Однако теперь в моем вожделении к Вике не было ничего целомудренного. Мне хотелось прыгнуть на нее, спустив штаны до щиколоток. И она бы мне показала, куда что и как. А едва мы с этим разберемся, ее обкусанные грязные ногти будут царапать мои плечи, голова запрокинется, шея тонко и бело натянется, и на ней забьется жилка. Тяжелые веки широко распахнутся, а зрачки, наоборот, сузятся, и синева этих глаз меня затопит…
Все девушки в доме — Нина и Галя, Лара и Олеся — были на первый взгляд симпатичнее Вики. Они расчесывали длинные волосы. Засохшей грязи на руках у них нет. Они даже губы помадой подкрашивали. Они вносили и выносили миски с лущеными орехами и моченой редькой. Следовало ублажать новых мужчин — да, они соотечественники, но все равно опасны и непредсказуемы, потому что вооружены. Один, сидевший по-турецки у огня, схватил Галину за пухлое запястье, когда она нагнулась подлить ему водки:
— Наружу глядела? Дружок-то твой там мертвый валяется, а?
Его приятель хохотнул, ободренный партизан подтянул девушку к себе, и она плюхнулась ему на колени. К такому обращению она привыкла — не вскрикнула, не заплакала, даже водки не пролила ни капли.
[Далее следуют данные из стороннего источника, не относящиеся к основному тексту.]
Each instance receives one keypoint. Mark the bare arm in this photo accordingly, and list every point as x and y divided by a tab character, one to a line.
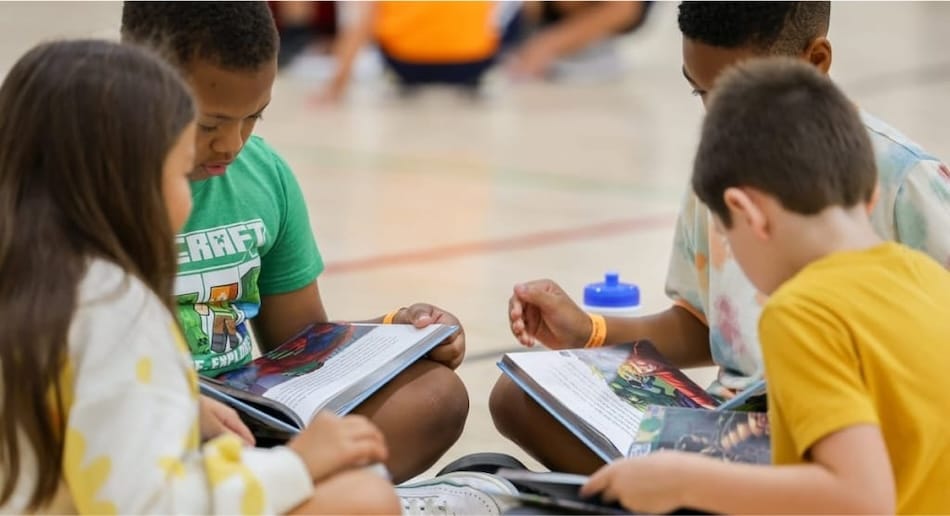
283	315
849	472
677	334
540	312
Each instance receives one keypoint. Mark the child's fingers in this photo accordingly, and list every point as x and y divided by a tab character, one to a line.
597	482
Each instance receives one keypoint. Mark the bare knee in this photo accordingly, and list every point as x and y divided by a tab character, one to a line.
357	491
450	402
435	401
506	405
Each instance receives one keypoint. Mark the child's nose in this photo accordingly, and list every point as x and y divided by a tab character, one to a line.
229	141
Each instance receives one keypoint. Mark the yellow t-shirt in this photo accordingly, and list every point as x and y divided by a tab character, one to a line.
436	32
864	337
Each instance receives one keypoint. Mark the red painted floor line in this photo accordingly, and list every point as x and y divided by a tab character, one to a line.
528	241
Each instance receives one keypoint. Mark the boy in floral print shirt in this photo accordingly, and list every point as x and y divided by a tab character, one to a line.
715	307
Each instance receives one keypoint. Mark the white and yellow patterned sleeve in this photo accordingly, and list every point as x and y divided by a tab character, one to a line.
132	443
922	210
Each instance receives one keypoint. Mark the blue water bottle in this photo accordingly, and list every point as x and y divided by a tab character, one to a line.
612	298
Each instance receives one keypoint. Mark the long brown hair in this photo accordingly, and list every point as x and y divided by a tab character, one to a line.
85	127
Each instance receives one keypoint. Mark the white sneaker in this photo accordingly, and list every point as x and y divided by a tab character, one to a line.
457	493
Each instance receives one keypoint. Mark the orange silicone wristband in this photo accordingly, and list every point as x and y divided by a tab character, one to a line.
598	331
388	318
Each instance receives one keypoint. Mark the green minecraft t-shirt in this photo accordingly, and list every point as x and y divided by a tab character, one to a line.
248	235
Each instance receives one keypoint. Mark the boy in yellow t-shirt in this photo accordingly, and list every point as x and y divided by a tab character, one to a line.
854	336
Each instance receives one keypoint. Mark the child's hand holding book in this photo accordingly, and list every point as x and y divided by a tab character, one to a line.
331	444
540	312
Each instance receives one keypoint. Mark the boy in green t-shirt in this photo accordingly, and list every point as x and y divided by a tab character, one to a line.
248	251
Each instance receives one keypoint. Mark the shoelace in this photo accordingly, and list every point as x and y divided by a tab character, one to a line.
424	505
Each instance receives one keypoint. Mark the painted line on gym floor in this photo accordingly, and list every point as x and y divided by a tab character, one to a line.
516	243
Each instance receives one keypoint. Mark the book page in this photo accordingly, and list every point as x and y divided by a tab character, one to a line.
578	386
350	362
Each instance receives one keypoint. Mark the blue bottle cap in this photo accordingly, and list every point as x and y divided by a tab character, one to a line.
612	293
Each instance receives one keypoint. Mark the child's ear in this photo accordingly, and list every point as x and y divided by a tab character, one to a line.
875	196
818	53
744	209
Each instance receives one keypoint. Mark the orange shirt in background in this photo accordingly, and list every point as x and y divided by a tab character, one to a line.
436	32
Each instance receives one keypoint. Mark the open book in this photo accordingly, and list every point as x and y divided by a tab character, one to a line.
558	493
725	434
331	366
601	394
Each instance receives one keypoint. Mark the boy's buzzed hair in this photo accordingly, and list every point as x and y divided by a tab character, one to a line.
233	35
780	126
782	28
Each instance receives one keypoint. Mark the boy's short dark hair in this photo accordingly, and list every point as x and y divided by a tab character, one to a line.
233	35
782	127
784	28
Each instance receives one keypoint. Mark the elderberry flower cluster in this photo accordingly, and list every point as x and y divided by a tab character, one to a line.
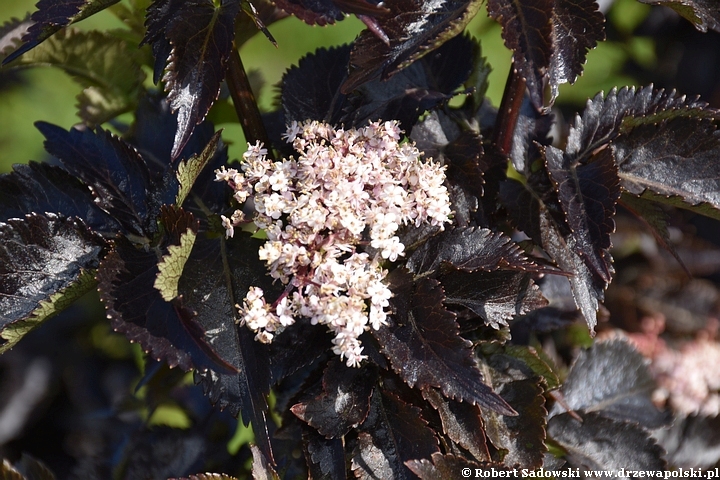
347	189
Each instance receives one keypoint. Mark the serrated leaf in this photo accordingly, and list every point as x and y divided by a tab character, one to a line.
195	38
527	30
422	86
218	275
171	266
326	457
443	467
522	437
324	12
703	14
673	159
496	297
472	249
577	26
312	89
40	187
587	193
107	67
414	28
601	443
393	433
46	263
189	170
165	329
461	422
344	402
604	118
52	16
117	174
261	467
424	346
612	378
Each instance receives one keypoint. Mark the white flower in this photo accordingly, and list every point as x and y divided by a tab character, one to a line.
346	188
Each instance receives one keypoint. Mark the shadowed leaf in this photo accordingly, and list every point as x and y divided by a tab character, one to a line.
577	27
601	443
461	422
673	159
344	402
324	12
46	263
40	188
51	16
393	433
520	438
527	28
119	177
410	92
414	28
424	346
612	378
193	39
471	249
703	14
326	457
588	193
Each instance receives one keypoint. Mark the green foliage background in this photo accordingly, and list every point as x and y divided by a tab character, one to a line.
49	94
— Они вам вкусненького таскали, да? Да уж точно — гля, какие щеки наела! — Он провел мозолистой ладонью по ее мягкой розовой щеке. — И что ты им делала? Все, что захотят, а? Голая танцевала, пока они своего «Хорста Весселя» тянули? Сосала у них, пока они шнапс хлестали?
— Отвянь от нее, — сказала Вика. Она не изменила позы, не отвела взгляда от козлиной головы, лишь покачивала ногами в толстых носках, словно в такт неслышимой мелодии. Ровно сказала — если и разозлилась, ни за что не угадаешь. Едва это прозвучало, я тотчас пожалел, что одернул партизана не я. Это было бы смело, а то и безрассудно, на грани самоубийства, но Галина отнеслась ко мне по-доброму, и я должен был ее защитить. Не из благородства собственной натуры, а чтобы произвести впечатление на Вику. Но в тот миг, когда следовало действовать, я окаменел — опять трусость взяла свое, опять я буду жалеть об этом много лет. Коля вмешался бы сразу и без колебаний, но Коля с Корсаковым ушли в заднюю комнату читать капитанское письмо.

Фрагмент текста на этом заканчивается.